Sometimes, too much technology can be a bad thing. Busy families struggle to coordinate schedules among all the devices they have using Microsoft Outlook, Web calendars and a multitude of apps. Yet, no single program unites all of these calendars in one place.
This week, I tested something that attempts to do just that. I’ve been using Skedi, a $10 app for the iPhone and iPod touch made by Rodax Software. It imports third-party calendars, lets family members create activities to which they invite or delegate one another (or other people, like a baby sitter) and it syncs Skedi events back to other programs, like Google Calendar. The best feature of Skedi is that it displays family members’ availability, much like Microsoft Outlook, so a person can see when others are free or busy.
As dreamy as this app sounds, it needs work. It’s only accessible on the iPhone and iPod touch and won’t work with Microsoft Outlook calendars. It also needs more adjustable settings. Future iterations will make it more accessible via other devices as well as the Web, according to Rodax. An Android app is planned for this year and an iPad app is expected this year or early 2012.
Over the past two weeks, I’ve come to really appreciate the value of an app like Skedi. My husband has been at a conference in California and I’ve made several attempts to make plans with friends for when he returns. One by one, I’ve had to cancel a Friday night dinner, a Saturday night concert and an attempted Sunday night rescheduled dinner because I made the mistake of thinking that no news of plans meant he had no plans.
Unfortunately, my husband couldn’t step away from the conference to test Skedi with me. (I tested it with a colleague.) This brings up another matter: Scheduling is a participation sport. The more people who use a scheduling app, the more useful it’ll be.
Skedi gives different people different permissions. Kids aren’t required or even asked to respond to an event, which is fine for younger kids whose parents plan their schedules. (The term “parents” can be used loosely; a grandparent or friend can be added as a “parent.”) One prompt encouraged me to add a car in the “kid” section so it was automatically reserved for an activity.
Left to right: The Skedi app lets you create an event, respond to the event and see when family is busy.
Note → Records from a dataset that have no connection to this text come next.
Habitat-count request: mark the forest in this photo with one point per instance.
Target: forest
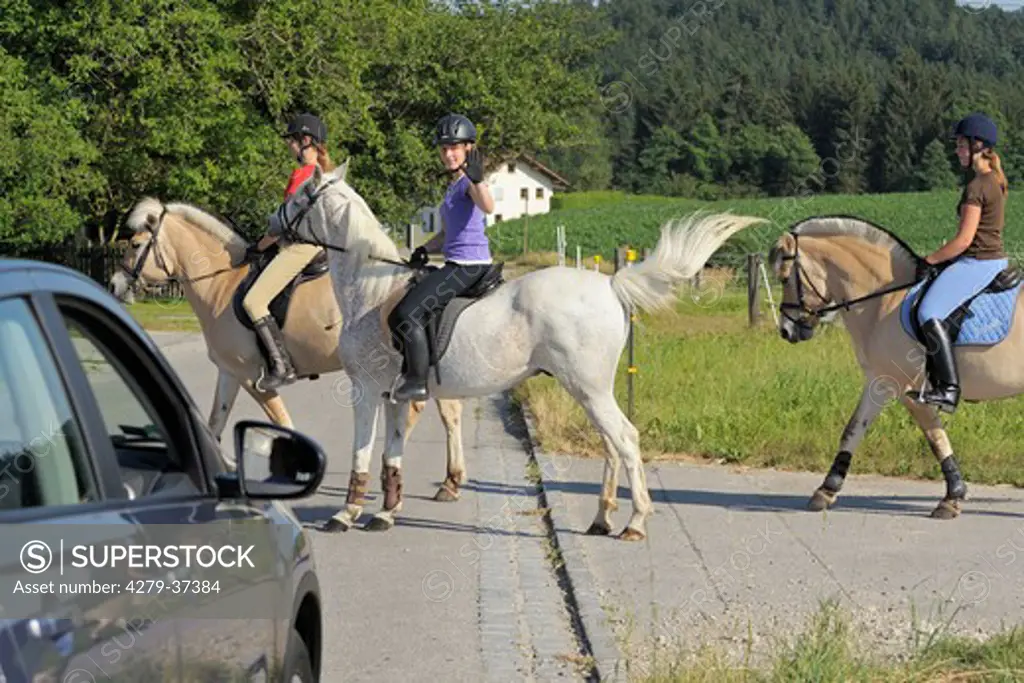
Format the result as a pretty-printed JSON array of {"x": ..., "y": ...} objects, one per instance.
[{"x": 107, "y": 101}]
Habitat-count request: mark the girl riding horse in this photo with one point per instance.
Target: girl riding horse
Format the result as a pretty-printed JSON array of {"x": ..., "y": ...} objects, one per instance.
[
  {"x": 467, "y": 253},
  {"x": 306, "y": 136},
  {"x": 976, "y": 254}
]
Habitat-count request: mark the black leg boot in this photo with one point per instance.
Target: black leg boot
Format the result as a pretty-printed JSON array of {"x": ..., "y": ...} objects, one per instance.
[
  {"x": 278, "y": 359},
  {"x": 941, "y": 364},
  {"x": 414, "y": 384}
]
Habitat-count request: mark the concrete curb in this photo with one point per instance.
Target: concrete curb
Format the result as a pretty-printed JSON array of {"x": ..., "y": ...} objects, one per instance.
[{"x": 608, "y": 658}]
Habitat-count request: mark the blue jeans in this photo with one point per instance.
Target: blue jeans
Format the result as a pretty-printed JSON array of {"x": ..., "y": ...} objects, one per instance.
[{"x": 956, "y": 284}]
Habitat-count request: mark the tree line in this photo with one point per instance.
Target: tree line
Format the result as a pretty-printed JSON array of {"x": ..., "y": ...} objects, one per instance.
[{"x": 107, "y": 101}]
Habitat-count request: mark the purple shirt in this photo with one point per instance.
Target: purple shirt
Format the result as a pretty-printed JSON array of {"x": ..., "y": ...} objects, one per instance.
[{"x": 465, "y": 241}]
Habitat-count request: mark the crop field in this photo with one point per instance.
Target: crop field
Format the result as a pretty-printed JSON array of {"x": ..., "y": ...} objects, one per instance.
[{"x": 601, "y": 221}]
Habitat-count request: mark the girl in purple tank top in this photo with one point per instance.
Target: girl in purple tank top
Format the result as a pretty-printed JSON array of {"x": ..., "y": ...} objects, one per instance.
[{"x": 462, "y": 240}]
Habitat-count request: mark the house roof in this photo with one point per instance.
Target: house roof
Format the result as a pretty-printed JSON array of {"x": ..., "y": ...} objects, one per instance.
[{"x": 494, "y": 164}]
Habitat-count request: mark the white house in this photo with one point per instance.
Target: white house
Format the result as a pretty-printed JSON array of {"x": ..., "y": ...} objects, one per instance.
[{"x": 520, "y": 185}]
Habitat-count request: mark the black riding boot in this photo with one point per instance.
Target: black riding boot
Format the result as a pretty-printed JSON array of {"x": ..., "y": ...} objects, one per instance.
[
  {"x": 414, "y": 384},
  {"x": 941, "y": 365},
  {"x": 278, "y": 359}
]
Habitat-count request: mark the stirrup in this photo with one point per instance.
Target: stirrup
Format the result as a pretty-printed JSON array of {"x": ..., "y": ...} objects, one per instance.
[{"x": 267, "y": 382}]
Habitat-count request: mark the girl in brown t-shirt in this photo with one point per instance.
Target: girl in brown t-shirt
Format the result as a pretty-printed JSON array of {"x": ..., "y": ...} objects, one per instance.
[{"x": 975, "y": 254}]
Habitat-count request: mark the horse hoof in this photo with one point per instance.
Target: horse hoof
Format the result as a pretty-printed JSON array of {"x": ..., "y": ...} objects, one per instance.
[
  {"x": 946, "y": 510},
  {"x": 445, "y": 495},
  {"x": 379, "y": 524},
  {"x": 820, "y": 501},
  {"x": 335, "y": 525}
]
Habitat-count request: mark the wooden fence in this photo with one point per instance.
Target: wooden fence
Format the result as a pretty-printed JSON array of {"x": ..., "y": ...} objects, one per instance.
[{"x": 98, "y": 262}]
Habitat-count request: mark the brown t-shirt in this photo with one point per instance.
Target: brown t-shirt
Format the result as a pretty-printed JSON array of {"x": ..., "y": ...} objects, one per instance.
[{"x": 984, "y": 190}]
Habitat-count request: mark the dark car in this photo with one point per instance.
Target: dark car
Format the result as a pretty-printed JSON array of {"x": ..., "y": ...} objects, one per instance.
[{"x": 97, "y": 429}]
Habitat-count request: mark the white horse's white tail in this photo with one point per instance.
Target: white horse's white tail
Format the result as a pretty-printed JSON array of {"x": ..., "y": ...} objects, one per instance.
[{"x": 683, "y": 249}]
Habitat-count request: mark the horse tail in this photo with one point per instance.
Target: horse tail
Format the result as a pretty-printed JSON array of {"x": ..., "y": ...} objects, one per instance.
[
  {"x": 144, "y": 214},
  {"x": 683, "y": 249}
]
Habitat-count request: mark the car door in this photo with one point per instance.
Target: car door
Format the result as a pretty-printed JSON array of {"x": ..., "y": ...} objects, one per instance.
[
  {"x": 50, "y": 484},
  {"x": 165, "y": 458}
]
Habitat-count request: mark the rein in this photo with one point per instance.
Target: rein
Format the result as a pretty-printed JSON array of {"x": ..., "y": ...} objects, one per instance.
[
  {"x": 802, "y": 306},
  {"x": 136, "y": 269},
  {"x": 289, "y": 229}
]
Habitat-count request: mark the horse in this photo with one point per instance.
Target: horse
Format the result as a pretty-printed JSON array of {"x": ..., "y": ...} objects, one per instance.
[
  {"x": 201, "y": 252},
  {"x": 848, "y": 264},
  {"x": 565, "y": 323}
]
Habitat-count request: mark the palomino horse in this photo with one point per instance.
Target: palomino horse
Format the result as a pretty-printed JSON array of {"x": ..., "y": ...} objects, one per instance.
[
  {"x": 565, "y": 323},
  {"x": 847, "y": 264},
  {"x": 199, "y": 251}
]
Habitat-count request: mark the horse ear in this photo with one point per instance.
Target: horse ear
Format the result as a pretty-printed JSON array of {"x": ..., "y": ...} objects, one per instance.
[{"x": 784, "y": 246}]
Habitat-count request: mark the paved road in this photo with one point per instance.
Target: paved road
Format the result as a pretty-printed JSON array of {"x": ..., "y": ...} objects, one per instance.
[
  {"x": 469, "y": 591},
  {"x": 459, "y": 591}
]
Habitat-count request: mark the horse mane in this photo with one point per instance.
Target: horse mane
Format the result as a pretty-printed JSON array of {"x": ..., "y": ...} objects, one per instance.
[
  {"x": 846, "y": 225},
  {"x": 147, "y": 211},
  {"x": 364, "y": 228}
]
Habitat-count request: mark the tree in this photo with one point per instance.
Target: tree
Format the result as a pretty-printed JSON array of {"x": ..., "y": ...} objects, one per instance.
[{"x": 934, "y": 170}]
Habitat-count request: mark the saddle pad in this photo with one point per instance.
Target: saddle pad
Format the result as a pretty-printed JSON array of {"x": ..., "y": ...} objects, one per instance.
[{"x": 991, "y": 315}]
To set up Skedi, I created an account using my email and a password, and then followed prompts to add other parents, kids, baby sitters and friends to the account using their names and emails. People who are invited to Skedi get an email with a link that walks them through setting up an account. But they’ll each have to buy the app for their devices if they want to use it. The Rodax Software website suggests using Apple’s workaround for this: signing into each device with the Apple ID originally used to buy the app, but this can be a pain.
After adding people, I was prompted to add my calendars, though only calendars that follow an Internet standard called CalDAV will work. These include the Apple Calendar and MobileMe, Google Calendar, Yahoo and AOL. I added Google Calendar by entering my Google account email and password. In the final setup step, I told Skedi to use my Google Calendar as the default calendar for adding events.
Once setup is complete, Skedi doesn’t let users add or remove people from accounts. Rodax’s president and founder, John Boyer, said that fixes over the next two weeks would enable making these and other changes to calendars.
Skedi looks a lot like iCal on the iPhone, including “+” icons in the top of the screen that add events. Skedi is divided into three sections: Family Calendar, My Calendar and Notifications. Family Calendar shows an overall view of each person in the account, and color-shading—blue for parents, tan for kids and brown for baby sitters—on calendar dates represents when people are busy.
If someone in your Skedi account imports a calendar to his or her account, like her work calendar, appointments on that calendar are represented with the colored shading but are marked as Private. This lets family members know the times aren’t free but prevents them from seeing the details of that work calendar.
I created events by giving them titles, adding a location, specifying the start and end times, designating a person in charge and selecting the people in my Skedi account who I wanted to join. Skedi checks each person’s availability so I know who’s busy or free. Even if a person is busy, Skedi still lets me add them to the event.
The Notifications section tells you if someone has invited you to an event, delegated you in an event or canceled an event. Alas, these alerts are only accessible through the app, though Mr. Boyer said email alerts will be available in the next two weeks.
Back at my computer, I opened Google Calendar on my Web browser and saw events other people in my account and I had added using Skedi. A “booked by Skedi” note beside each event clued me in on how these events were added. This is especially helpful for people who add events on the go and forget they did it.
The current iteration of Skedi has too many kinks in it, and the app will be much more useful when it’s accessible by means other than the iPhone and iPod touch. Still, the idea of saving time by automatically showing family members’ availability is a big plus.